Sebenarnya, saya percaya bahwa larangan tak tertulis terhadap antropomorfisme adalah sisa-sisa Abad Kegelapan yang sudah ketinggalan zaman ketika otoritas agama menyangkal adanya hubungan langsung antara manusia dan ciptaan Tuhan lainnya. Meskipun saya dapat melihat nilai konsep tersebut ketika orang mencoba membuat antropomorfisasi bola lampu, radio, atau pisau saku, saya tidak melihatnya sebagai kritik yang valid ketika diterapkan pada organisme hidup. Manusia adalah organisme multiseluler — kita harus secara inheren berbagi pola perilaku dasar dengan sel kita sendiri.
Namun, saya tahu bahwa diperlukan pergeseran persepsi untuk mengakui paralel itu. Secara historis, kepercayaan Yahudi-Kristen kita telah membuat kita berpikir demikian we adalah makhluk cerdas yang diciptakan dalam proses yang terpisah dan berbeda dari semua tumbuhan dan hewan lainnya. Pandangan ini membuat kita memandang rendah makhluk yang lebih rendah sebagai bentuk kehidupan non-cerdas, terutama organisme pada anak tangga evolusi kehidupan yang lebih rendah.

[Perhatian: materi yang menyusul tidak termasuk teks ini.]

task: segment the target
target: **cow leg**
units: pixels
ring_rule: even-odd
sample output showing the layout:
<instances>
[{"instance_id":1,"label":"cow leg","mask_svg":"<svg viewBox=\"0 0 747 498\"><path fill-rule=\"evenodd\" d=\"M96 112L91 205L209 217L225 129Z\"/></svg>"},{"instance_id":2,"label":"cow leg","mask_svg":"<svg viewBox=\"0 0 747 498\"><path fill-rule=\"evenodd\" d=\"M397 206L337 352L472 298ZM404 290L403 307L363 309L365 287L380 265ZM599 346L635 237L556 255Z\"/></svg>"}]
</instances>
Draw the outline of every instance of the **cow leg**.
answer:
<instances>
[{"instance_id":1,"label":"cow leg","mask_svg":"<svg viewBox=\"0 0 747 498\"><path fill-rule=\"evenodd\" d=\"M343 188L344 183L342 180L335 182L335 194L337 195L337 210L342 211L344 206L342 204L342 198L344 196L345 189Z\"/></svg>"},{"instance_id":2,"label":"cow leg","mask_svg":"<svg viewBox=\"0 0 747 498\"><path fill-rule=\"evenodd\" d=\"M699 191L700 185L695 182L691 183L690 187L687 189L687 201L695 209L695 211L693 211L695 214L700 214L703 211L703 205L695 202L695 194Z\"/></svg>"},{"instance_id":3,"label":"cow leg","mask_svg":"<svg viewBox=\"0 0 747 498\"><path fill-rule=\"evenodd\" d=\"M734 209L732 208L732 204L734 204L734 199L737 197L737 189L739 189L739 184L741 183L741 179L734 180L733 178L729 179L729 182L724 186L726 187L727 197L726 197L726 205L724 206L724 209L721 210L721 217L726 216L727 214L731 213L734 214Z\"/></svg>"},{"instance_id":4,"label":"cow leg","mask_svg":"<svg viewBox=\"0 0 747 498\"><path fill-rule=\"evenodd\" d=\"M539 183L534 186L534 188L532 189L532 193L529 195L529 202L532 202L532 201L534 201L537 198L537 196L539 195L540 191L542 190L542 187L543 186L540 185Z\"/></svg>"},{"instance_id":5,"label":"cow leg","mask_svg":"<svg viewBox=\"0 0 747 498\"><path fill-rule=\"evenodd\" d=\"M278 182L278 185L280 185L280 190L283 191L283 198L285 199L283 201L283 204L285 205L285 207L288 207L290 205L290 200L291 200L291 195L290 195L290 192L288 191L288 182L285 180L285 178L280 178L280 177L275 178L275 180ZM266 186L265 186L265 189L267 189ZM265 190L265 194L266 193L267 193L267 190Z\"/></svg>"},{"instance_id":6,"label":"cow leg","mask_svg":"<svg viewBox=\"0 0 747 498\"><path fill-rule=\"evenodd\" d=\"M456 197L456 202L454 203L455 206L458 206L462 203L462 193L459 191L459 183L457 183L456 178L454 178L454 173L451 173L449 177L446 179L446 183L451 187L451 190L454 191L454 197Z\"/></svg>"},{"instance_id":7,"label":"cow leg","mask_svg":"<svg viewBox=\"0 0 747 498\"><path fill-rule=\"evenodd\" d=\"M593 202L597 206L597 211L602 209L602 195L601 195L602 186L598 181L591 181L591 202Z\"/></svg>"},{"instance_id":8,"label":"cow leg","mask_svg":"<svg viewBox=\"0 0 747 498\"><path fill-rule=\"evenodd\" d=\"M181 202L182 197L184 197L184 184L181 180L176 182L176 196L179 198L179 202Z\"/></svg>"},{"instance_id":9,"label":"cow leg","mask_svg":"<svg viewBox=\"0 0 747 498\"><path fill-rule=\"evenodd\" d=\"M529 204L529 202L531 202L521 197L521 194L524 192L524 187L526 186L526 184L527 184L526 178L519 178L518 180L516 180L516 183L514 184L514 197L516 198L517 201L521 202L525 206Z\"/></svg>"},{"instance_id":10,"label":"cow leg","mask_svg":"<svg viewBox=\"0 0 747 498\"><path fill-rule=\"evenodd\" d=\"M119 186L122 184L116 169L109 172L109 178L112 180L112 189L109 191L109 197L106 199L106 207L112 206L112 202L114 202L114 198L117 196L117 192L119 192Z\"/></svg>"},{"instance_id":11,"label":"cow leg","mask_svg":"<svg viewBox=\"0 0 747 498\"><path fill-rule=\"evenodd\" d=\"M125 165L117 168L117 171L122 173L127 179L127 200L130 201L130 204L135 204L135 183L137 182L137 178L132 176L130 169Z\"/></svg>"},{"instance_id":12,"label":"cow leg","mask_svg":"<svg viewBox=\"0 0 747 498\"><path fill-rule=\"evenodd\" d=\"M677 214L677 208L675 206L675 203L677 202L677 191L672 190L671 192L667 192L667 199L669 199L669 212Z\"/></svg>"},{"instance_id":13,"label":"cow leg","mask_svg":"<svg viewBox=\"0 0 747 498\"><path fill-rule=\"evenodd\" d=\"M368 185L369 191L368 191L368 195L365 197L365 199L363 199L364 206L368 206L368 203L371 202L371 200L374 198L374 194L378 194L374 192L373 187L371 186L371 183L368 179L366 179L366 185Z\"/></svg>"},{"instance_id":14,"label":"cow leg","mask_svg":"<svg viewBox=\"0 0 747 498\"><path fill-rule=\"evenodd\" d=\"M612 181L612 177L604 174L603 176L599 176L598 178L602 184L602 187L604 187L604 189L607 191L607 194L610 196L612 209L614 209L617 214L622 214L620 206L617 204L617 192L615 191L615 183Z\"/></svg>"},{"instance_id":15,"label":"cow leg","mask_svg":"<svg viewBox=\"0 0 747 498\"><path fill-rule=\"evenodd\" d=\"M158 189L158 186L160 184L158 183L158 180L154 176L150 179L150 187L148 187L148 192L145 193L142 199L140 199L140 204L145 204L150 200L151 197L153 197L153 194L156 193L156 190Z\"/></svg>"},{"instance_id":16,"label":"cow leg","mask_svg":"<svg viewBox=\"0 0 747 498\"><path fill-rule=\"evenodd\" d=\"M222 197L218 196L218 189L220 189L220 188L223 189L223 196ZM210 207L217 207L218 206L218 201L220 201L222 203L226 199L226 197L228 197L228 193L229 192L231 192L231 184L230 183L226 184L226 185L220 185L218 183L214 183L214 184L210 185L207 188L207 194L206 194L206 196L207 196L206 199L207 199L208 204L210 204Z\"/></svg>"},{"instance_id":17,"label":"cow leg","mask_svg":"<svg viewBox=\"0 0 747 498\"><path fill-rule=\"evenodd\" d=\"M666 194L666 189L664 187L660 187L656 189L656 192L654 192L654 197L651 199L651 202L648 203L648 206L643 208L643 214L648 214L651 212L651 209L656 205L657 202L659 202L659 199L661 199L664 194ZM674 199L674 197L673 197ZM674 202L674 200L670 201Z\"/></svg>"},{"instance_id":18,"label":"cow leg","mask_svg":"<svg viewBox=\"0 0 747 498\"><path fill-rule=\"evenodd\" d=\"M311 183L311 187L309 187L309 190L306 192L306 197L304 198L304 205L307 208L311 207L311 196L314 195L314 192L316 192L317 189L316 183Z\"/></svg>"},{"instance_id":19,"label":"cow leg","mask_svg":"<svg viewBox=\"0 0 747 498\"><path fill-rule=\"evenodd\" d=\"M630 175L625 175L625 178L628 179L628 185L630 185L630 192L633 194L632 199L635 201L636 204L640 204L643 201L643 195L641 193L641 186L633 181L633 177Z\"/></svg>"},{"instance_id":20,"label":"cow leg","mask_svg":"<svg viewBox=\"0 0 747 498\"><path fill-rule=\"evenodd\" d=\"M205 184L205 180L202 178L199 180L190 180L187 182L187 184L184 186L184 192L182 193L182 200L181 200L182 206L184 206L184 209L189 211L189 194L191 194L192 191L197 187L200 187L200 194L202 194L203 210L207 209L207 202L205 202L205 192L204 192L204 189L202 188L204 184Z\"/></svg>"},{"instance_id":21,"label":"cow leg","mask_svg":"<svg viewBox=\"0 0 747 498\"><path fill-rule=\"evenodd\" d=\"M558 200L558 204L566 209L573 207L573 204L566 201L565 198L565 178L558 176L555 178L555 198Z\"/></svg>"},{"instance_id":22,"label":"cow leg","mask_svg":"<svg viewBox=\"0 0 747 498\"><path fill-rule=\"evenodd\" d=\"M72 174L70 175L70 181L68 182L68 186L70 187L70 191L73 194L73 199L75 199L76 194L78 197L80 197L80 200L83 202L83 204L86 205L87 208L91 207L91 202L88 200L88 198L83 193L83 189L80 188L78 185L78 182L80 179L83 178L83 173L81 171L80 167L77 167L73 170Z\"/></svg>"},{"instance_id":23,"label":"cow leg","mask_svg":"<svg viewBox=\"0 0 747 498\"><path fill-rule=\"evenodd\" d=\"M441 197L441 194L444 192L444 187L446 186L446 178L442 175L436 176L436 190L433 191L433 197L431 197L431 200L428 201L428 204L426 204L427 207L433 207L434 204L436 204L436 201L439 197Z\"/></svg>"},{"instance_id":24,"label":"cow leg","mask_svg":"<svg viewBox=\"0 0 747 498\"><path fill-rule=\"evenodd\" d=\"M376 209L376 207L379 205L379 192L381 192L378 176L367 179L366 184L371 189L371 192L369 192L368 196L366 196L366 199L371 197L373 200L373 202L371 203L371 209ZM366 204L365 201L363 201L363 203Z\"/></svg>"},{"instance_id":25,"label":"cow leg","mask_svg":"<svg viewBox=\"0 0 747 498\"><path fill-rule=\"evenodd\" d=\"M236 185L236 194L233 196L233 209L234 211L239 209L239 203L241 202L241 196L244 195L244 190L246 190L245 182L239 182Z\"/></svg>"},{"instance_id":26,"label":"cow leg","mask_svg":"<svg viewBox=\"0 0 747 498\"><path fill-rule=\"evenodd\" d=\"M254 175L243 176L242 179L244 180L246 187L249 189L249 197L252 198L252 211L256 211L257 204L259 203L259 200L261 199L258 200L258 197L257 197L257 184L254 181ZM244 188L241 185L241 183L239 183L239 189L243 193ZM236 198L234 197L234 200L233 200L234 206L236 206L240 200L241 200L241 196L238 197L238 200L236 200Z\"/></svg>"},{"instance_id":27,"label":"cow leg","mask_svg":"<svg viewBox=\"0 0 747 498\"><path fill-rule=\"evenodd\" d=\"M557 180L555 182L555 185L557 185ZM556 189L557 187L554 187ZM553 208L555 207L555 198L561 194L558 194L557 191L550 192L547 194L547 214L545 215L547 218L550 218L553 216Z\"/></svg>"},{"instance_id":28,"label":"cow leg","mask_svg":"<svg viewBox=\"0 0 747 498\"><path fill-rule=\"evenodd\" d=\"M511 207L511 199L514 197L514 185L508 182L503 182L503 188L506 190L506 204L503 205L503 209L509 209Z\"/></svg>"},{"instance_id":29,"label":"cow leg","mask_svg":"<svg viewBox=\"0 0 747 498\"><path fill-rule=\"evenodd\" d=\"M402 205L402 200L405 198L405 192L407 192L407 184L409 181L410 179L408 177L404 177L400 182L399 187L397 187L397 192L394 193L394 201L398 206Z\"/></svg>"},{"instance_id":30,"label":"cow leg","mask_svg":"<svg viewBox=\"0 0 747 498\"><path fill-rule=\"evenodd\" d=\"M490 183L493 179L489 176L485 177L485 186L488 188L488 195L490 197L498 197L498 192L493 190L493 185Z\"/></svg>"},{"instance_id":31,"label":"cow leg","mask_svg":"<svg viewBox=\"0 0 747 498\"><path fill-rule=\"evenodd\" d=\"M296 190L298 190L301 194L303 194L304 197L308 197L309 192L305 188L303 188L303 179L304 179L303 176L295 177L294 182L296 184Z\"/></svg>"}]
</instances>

Tidak ada yang bisa lebih jauh dari kebenaran. Ketika kita mengamati manusia lain sebagai entitas individu atau melihat diri kita di cermin sebagai organisme individu, di satu sisi, kita benar, setidaknya dari perspektif tingkat pengamatan kita. Namun, jika saya menurunkan Anda ke ukuran sel individu sehingga Anda dapat melihat tubuh Anda dari perspektif itu, itu akan menawarkan pandangan dunia yang sama sekali baru. Ketika Anda melihat kembali diri Anda dari perspektif itu, Anda tidak akan melihat diri Anda sebagai satu kesatuan. Anda akan melihat diri Anda sebagai komunitas yang ramai dengan lebih dari 50 triliun sel individu.